OKCupid and digging in to big data

Written by Ben Cooper, MPH, manager of the Public Health Data & Training Center at the Institute for Public Health


We’ve all heard the term “big data” tossed around a lot lately. As someone who has been working with data of all shapes and sizes for nearly two decades, I’ve learned that it isn’t the size of the data that matters, as much as what can be done with it.

For example, the folks over at OKCupid have created a blog called oktrends to help understand, often in humorous ways, the behavior and preferences of the users on their online dating site.

“All of this data … is aggregated and anonymous. … But when you put all this stuff together, you’re able to look at people in a way that people have never been able to look at people before.”

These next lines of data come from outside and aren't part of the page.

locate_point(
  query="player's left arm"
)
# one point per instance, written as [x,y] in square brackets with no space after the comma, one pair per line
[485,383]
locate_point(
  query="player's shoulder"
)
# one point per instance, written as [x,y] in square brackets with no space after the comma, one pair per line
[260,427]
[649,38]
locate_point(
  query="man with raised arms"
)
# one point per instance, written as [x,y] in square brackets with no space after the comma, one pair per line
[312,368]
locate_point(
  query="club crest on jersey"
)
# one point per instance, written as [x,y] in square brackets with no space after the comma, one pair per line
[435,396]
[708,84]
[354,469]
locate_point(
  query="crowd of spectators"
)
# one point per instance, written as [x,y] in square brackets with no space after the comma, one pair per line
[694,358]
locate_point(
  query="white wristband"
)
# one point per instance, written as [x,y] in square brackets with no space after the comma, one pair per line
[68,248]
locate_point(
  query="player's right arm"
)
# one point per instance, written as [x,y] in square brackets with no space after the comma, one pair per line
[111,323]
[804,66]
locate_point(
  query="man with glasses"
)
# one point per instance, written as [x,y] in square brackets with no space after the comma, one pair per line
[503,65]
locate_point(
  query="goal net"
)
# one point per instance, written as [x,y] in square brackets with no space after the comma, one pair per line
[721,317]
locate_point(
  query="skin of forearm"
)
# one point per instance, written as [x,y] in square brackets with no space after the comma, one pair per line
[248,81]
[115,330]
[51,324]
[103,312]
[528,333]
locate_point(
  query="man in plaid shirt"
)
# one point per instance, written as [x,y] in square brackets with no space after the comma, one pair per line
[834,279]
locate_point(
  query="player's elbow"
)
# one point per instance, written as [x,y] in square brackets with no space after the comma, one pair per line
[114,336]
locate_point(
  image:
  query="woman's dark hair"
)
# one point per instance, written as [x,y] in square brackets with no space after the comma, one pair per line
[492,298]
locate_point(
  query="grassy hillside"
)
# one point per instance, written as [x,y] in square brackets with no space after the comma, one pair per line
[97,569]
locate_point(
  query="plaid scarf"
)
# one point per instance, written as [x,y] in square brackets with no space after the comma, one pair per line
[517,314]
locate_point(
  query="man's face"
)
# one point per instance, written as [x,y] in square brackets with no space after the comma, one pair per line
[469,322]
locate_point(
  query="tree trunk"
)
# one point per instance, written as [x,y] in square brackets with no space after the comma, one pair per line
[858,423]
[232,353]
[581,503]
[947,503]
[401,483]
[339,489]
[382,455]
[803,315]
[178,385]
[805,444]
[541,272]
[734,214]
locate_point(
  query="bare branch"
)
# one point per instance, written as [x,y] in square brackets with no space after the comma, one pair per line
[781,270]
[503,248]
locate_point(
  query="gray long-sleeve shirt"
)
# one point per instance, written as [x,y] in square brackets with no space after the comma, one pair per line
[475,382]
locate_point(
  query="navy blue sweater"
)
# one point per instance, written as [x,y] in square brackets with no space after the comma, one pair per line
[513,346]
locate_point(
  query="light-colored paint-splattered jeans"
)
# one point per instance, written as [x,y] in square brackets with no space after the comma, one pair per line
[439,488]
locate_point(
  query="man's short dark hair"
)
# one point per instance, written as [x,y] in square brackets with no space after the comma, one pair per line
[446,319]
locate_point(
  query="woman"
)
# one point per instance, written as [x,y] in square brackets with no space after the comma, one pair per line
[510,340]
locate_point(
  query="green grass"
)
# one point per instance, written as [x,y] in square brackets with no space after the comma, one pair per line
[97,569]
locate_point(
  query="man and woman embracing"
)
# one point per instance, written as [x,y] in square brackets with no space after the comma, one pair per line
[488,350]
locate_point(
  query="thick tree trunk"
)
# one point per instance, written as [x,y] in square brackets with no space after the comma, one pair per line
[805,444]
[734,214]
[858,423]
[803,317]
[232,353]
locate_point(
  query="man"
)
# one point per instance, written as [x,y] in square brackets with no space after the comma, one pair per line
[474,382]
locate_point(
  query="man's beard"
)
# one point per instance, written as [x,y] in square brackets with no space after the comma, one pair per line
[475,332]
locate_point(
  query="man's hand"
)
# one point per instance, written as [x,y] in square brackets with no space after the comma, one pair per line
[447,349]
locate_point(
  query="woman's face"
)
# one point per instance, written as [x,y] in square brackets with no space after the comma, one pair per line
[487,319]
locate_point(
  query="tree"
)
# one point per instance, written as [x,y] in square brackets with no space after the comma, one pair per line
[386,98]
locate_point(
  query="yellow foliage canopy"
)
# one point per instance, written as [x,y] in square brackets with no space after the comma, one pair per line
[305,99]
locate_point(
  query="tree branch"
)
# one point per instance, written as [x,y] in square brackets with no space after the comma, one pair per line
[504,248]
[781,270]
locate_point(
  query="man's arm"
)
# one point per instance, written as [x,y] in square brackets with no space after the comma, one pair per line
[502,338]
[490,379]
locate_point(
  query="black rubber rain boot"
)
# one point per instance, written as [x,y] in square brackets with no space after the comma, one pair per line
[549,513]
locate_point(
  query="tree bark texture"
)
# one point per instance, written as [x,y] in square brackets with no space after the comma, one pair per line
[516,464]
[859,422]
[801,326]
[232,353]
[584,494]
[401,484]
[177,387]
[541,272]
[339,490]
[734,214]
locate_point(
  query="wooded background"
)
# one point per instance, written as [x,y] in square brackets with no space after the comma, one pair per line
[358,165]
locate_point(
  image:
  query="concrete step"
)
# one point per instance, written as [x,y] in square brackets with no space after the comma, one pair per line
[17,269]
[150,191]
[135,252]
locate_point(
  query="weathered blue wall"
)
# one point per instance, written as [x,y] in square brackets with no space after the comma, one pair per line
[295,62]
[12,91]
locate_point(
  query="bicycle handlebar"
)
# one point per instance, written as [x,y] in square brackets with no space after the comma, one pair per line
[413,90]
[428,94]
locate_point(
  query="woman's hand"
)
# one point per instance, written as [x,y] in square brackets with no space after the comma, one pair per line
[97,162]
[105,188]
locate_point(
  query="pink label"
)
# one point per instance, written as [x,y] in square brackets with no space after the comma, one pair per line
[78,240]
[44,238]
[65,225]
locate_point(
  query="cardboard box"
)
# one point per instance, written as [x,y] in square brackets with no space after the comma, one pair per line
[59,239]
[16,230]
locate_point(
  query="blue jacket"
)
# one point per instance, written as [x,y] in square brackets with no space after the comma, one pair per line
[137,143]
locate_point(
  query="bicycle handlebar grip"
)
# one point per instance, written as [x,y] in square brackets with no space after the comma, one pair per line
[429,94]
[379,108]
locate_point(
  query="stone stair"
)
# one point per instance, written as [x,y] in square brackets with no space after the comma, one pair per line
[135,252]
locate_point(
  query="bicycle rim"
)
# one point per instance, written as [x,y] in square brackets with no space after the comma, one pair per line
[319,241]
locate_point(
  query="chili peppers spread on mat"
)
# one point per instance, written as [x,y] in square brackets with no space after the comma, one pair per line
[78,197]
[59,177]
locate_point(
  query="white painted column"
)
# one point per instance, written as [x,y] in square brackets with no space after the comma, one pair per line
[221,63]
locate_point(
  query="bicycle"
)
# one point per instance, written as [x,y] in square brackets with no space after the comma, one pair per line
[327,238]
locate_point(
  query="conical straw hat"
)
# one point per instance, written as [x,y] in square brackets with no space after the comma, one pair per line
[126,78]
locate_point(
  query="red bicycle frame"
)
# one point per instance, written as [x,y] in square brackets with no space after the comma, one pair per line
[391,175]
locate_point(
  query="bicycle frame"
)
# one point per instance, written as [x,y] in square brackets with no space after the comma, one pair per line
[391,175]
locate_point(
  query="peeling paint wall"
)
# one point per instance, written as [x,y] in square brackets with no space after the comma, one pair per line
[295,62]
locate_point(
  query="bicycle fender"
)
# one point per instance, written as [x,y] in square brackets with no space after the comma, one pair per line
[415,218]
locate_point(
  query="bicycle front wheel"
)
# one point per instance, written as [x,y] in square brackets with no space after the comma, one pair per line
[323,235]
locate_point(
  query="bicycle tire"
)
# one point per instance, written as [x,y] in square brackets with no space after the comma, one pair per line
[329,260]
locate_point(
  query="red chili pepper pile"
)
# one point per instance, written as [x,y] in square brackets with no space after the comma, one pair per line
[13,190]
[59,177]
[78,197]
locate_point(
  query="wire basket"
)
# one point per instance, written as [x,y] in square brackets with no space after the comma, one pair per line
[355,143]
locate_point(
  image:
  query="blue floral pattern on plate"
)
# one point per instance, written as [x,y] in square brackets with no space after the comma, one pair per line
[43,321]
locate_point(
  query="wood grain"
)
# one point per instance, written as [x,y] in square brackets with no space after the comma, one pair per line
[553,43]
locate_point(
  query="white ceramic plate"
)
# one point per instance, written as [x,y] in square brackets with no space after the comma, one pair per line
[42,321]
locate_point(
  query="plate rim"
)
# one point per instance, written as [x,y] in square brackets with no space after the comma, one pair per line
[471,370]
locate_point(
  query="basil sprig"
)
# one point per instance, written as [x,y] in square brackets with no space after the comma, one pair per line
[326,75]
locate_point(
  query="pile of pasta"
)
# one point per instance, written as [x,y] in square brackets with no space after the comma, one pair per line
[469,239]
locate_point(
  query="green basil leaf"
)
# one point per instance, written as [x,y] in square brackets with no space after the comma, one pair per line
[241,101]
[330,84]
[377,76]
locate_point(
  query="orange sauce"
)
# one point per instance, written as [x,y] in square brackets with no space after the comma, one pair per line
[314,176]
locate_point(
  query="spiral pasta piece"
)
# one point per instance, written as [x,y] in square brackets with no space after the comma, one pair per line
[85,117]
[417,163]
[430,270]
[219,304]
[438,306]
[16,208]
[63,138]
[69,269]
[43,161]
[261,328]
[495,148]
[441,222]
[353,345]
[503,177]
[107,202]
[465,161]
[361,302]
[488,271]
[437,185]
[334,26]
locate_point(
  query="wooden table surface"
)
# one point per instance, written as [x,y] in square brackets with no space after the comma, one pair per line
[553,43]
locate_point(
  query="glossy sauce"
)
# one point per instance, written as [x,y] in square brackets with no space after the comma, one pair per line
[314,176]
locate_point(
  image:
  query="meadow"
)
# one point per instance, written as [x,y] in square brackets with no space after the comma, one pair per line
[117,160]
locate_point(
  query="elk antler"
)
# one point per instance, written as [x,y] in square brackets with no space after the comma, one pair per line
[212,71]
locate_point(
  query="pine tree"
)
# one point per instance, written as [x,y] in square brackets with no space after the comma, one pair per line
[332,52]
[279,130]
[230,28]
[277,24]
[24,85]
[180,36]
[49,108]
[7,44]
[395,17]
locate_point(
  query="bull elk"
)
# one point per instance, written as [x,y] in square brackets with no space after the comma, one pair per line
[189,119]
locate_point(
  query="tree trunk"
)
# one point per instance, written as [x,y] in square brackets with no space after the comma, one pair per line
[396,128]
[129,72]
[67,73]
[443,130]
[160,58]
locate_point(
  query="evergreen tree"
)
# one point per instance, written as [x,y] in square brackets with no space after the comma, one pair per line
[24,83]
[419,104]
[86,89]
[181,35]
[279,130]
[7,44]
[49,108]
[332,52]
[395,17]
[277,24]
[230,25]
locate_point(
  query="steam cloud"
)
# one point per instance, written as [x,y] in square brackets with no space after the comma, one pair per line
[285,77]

Headed up by OkCupid’s Christian Rudder, the blog delves into topics ranging from “Race and Attraction” to “Exactly What To Say In A First Message.” They have the luxury of large datasets, often over a million records, that allows them to drill down into the details on issues further than other researchers would be able to.

Rudder delves deeper into these ideas in his book Dataclysm: Who We Are (When We Think No One’s Looking). In an interview with NPR last fall, he says of the data available from the site, “All of this data … is aggregated and anonymous. … But when you put all this stuff together, you’re able to look at people in a way that people have never been able to look at people before.”